Seizure Of Overseas Divorce Proceedings

Under article 19 of Brussels II Regulation (BIIR) 2201/2003 it provides:

“Where proceedings relating to divorce, legal separation or marriage annulment between the same parties are brought before Courts or different member states, the court second seised shall of its own motion stay its proceedings until such time as the jurisdiction of the court first seised is established”

In a scenario where divorce proceedings are issued overseas and then a party seeks to issue proceedings in the jurisdiction of England and Wales, then the first divorce proceedings take precedence. Under BIIR there is no discretion and the rule is absolute. The second Court must decline jurisdiction.

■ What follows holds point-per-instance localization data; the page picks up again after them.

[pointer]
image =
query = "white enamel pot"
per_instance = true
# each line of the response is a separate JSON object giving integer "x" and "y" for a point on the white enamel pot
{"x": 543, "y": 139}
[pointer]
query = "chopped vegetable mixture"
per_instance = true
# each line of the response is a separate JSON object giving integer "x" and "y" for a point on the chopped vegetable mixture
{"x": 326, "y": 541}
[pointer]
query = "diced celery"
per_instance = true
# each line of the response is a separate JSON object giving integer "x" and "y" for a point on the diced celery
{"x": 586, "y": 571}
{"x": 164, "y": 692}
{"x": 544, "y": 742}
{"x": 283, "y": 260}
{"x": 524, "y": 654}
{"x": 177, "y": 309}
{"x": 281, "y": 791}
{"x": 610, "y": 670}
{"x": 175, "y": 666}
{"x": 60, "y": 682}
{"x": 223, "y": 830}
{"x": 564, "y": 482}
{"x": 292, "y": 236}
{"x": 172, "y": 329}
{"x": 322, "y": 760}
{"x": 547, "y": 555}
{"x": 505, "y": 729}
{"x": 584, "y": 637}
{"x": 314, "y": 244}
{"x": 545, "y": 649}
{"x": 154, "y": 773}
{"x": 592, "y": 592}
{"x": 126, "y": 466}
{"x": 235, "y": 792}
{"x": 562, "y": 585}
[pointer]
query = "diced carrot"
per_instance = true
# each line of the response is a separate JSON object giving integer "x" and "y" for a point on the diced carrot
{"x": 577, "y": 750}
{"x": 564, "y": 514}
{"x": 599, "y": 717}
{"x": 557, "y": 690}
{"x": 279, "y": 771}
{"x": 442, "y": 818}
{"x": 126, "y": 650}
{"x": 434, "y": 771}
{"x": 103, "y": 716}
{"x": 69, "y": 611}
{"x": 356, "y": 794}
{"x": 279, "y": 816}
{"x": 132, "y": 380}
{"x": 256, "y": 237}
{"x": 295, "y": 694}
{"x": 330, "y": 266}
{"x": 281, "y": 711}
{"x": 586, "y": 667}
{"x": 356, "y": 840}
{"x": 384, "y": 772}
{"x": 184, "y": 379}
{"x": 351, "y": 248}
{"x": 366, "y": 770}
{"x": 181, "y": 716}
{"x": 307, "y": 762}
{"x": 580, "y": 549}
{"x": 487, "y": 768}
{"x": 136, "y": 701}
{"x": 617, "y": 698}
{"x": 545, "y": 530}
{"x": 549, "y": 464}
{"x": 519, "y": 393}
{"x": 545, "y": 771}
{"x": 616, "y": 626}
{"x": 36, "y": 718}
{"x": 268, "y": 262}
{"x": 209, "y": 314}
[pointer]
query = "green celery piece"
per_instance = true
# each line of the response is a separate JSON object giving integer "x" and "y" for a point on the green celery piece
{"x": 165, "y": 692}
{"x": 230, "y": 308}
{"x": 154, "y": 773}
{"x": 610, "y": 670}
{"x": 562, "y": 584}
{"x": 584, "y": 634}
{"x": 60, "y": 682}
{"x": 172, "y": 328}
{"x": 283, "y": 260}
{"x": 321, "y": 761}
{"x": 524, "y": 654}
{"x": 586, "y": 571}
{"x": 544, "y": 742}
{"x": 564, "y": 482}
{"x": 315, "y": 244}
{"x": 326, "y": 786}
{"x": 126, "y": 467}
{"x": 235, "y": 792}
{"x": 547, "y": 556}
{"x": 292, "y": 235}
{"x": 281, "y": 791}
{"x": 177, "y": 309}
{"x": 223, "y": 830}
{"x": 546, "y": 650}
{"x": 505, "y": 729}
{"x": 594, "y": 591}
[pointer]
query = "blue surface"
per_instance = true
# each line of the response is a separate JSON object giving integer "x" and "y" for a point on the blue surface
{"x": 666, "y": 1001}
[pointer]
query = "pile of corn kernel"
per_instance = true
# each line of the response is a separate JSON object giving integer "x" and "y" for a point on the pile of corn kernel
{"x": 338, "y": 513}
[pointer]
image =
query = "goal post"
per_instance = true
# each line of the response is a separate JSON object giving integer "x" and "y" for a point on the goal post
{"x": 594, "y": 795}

A recent case (E v E [2015] EWHC 3742) clarifies that when an overseas Court has seized jurisdiction first, then the English Court must dismiss all English proceedings rather than just decline jurisdiction.

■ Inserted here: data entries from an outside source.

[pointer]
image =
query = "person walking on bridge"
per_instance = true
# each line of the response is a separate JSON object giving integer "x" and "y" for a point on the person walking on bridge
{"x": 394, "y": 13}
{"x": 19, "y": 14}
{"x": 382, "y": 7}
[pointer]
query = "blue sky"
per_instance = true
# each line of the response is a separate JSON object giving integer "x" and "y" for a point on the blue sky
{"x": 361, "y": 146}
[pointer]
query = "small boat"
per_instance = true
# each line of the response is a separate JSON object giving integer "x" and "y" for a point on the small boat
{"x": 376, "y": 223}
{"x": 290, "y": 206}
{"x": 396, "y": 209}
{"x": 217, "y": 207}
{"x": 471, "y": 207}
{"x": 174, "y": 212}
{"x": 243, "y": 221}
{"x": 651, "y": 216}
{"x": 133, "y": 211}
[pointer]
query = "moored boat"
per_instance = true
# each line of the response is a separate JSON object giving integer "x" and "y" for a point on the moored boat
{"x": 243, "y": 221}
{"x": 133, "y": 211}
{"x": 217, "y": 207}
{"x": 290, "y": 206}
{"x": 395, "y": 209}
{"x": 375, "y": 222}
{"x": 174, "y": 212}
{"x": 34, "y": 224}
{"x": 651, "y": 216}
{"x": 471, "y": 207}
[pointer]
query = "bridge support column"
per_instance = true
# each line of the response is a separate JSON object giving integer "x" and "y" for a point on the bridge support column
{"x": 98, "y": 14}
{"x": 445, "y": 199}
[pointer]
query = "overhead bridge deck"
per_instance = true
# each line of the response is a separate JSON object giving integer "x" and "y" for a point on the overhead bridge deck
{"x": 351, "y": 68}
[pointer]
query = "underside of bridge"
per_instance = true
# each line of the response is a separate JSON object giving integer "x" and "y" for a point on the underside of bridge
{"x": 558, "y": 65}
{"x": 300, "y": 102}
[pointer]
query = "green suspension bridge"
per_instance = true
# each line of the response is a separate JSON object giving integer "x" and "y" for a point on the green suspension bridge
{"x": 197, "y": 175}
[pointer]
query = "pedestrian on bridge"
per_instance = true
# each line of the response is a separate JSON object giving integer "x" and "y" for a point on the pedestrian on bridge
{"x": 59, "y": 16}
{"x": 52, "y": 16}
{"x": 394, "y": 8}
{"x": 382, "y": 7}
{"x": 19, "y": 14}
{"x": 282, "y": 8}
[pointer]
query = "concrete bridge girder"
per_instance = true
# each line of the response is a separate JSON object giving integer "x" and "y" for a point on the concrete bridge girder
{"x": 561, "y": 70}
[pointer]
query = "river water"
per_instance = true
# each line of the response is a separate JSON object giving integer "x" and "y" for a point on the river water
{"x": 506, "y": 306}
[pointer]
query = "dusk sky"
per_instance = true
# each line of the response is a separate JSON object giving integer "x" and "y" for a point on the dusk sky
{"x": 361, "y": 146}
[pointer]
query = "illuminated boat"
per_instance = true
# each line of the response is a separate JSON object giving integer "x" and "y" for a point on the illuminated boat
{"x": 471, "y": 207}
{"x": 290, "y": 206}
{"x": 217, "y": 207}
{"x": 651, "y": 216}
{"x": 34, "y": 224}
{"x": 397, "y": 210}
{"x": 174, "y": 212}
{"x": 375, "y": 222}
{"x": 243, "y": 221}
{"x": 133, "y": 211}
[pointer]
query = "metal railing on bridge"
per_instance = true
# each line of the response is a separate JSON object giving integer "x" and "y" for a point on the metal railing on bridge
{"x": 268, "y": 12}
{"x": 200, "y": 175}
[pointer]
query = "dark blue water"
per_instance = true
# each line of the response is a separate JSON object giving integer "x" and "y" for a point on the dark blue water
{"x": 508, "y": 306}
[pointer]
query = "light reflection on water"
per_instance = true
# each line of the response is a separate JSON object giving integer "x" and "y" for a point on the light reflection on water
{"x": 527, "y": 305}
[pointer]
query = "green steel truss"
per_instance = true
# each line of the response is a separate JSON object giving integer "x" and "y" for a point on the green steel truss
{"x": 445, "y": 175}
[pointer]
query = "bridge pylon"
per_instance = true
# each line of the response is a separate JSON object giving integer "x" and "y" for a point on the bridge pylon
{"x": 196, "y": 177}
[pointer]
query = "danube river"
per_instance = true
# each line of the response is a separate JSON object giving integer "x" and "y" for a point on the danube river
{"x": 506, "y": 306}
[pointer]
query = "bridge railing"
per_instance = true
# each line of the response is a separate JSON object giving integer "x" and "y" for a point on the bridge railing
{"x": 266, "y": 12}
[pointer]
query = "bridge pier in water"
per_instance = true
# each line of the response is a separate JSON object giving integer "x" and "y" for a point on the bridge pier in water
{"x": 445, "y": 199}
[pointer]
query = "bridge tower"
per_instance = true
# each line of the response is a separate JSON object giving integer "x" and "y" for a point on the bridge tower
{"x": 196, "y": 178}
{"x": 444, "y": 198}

In relation to EU proceedings there may be a “rush to the door of the Court” in order to secure the application in the jurisdiction which is perceived to be the most helpful or beneficial in relation to divorce and financial matters for that party.

Financial Matters

If you find yourself in a situation where proceedings have already been issued overseas, thus it is not possible to issue divorce or annulment proceedings in England, then it is still possible for financial matters to be dealt with by way of an application to the English Courts for financial relief after an overseas divorce under section 12 of the Matrimonial and Family Proceedings Act of 1984.

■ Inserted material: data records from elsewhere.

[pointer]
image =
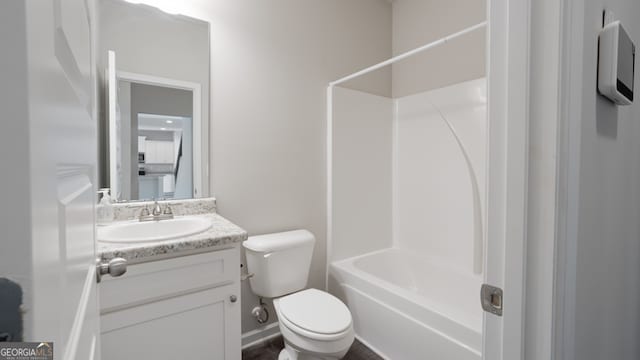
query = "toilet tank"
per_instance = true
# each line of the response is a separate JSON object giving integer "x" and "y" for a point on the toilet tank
{"x": 279, "y": 262}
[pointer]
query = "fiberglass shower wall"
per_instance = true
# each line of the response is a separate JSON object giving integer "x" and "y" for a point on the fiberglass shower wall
{"x": 399, "y": 177}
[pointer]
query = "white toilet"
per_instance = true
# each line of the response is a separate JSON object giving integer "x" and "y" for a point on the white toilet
{"x": 314, "y": 324}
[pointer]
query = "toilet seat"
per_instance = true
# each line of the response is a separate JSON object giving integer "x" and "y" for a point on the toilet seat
{"x": 314, "y": 314}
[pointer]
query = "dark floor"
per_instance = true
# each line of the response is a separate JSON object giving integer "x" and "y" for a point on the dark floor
{"x": 270, "y": 349}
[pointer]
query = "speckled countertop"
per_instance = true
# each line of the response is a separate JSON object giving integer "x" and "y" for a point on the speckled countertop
{"x": 222, "y": 234}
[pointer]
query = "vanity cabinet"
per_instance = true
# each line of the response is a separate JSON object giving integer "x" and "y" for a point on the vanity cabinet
{"x": 179, "y": 308}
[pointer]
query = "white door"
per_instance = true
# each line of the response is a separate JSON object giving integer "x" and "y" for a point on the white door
{"x": 49, "y": 173}
{"x": 508, "y": 82}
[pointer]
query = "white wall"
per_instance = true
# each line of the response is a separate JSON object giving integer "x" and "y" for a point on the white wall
{"x": 434, "y": 213}
{"x": 418, "y": 22}
{"x": 148, "y": 41}
{"x": 607, "y": 268}
{"x": 270, "y": 65}
{"x": 362, "y": 171}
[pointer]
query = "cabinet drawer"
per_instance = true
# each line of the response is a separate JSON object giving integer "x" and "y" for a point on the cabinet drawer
{"x": 155, "y": 281}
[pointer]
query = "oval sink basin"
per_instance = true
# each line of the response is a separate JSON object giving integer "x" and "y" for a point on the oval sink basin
{"x": 153, "y": 230}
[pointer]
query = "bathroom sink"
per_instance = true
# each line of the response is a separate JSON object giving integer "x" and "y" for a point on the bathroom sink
{"x": 135, "y": 231}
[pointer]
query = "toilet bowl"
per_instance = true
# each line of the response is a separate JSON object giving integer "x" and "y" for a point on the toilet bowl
{"x": 315, "y": 325}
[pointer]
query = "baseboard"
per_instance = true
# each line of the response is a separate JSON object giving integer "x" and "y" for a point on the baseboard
{"x": 372, "y": 348}
{"x": 253, "y": 337}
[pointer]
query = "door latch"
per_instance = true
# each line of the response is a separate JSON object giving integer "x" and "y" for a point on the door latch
{"x": 491, "y": 298}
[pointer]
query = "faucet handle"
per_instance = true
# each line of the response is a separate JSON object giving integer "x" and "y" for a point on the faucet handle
{"x": 145, "y": 211}
{"x": 157, "y": 210}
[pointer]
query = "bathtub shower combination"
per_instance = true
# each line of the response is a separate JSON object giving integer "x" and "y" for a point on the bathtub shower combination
{"x": 406, "y": 193}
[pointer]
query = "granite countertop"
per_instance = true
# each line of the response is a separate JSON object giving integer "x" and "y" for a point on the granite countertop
{"x": 222, "y": 234}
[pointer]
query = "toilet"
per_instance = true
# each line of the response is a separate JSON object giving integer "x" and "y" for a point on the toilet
{"x": 314, "y": 324}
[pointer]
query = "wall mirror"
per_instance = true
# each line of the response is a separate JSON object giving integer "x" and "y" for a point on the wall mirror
{"x": 155, "y": 118}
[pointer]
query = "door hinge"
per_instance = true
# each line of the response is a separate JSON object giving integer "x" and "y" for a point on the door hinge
{"x": 491, "y": 298}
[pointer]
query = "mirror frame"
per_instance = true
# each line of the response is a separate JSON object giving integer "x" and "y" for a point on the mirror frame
{"x": 200, "y": 167}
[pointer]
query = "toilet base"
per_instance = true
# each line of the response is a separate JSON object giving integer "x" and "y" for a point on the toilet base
{"x": 289, "y": 353}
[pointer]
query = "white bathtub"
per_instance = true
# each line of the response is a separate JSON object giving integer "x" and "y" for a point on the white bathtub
{"x": 410, "y": 308}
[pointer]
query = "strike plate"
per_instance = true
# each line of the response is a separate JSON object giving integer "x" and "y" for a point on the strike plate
{"x": 491, "y": 298}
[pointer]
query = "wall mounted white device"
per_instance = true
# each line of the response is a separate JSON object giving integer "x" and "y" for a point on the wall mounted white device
{"x": 616, "y": 66}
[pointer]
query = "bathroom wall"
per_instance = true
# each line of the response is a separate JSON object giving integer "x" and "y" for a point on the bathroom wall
{"x": 362, "y": 172}
{"x": 434, "y": 199}
{"x": 418, "y": 22}
{"x": 606, "y": 287}
{"x": 268, "y": 86}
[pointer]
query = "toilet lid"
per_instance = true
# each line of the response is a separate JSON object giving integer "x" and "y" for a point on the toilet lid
{"x": 316, "y": 311}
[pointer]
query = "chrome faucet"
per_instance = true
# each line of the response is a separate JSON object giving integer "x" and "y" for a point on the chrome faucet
{"x": 156, "y": 214}
{"x": 157, "y": 210}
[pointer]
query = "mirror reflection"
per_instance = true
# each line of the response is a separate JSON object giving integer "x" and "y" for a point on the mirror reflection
{"x": 154, "y": 129}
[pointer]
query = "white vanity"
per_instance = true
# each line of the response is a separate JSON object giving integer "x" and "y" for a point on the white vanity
{"x": 180, "y": 297}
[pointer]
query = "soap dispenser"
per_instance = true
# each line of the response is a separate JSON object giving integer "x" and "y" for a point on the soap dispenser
{"x": 105, "y": 213}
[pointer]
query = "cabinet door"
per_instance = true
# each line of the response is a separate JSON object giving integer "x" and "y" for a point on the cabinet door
{"x": 202, "y": 325}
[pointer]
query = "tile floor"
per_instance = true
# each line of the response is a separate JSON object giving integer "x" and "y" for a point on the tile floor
{"x": 270, "y": 349}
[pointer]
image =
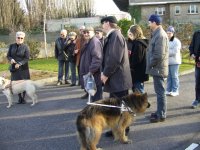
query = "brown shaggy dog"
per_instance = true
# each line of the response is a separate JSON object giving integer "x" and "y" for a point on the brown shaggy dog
{"x": 93, "y": 119}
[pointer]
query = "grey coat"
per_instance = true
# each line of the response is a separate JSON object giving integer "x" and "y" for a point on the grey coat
{"x": 91, "y": 60}
{"x": 157, "y": 54}
{"x": 116, "y": 63}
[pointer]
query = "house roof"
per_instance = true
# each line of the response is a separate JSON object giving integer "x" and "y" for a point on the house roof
{"x": 158, "y": 2}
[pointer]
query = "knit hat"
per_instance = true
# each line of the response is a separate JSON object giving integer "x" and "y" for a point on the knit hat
{"x": 111, "y": 19}
{"x": 155, "y": 18}
{"x": 98, "y": 30}
{"x": 89, "y": 29}
{"x": 20, "y": 34}
{"x": 170, "y": 29}
{"x": 72, "y": 34}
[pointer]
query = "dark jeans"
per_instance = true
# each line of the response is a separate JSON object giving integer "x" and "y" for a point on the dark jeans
{"x": 61, "y": 64}
{"x": 73, "y": 72}
{"x": 159, "y": 87}
{"x": 197, "y": 83}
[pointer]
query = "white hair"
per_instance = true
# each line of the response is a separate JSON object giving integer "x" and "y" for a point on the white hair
{"x": 64, "y": 31}
{"x": 82, "y": 28}
{"x": 20, "y": 34}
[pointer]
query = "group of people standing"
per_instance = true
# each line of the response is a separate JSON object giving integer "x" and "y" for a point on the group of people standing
{"x": 116, "y": 68}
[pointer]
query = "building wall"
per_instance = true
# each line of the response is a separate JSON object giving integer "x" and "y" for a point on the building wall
{"x": 57, "y": 25}
{"x": 170, "y": 16}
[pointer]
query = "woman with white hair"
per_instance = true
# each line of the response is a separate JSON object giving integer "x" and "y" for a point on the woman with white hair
{"x": 18, "y": 56}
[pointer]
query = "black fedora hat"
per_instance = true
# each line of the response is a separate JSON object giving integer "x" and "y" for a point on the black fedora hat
{"x": 111, "y": 19}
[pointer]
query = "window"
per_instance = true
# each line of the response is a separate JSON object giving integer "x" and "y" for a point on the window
{"x": 177, "y": 10}
{"x": 193, "y": 9}
{"x": 160, "y": 11}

This Act provides that where a marriage has been dissolved or annulled, or the parties to a marriage have been legally separated by means of judicial or other proceedings in an overseas country and the divorce, annulment or legal separation is entitled to be recognised as valid in England and Wales, then either party to the marriage may apply to the Court in the manner prescribed by the rules of the Court for an order for financial relief under this part of this Act. However, if after a marriage has been dissolved or annulled in an overseas country and one of the parties to the marriage remarries then that party shall not be entitled to make an application in relation to that marriage.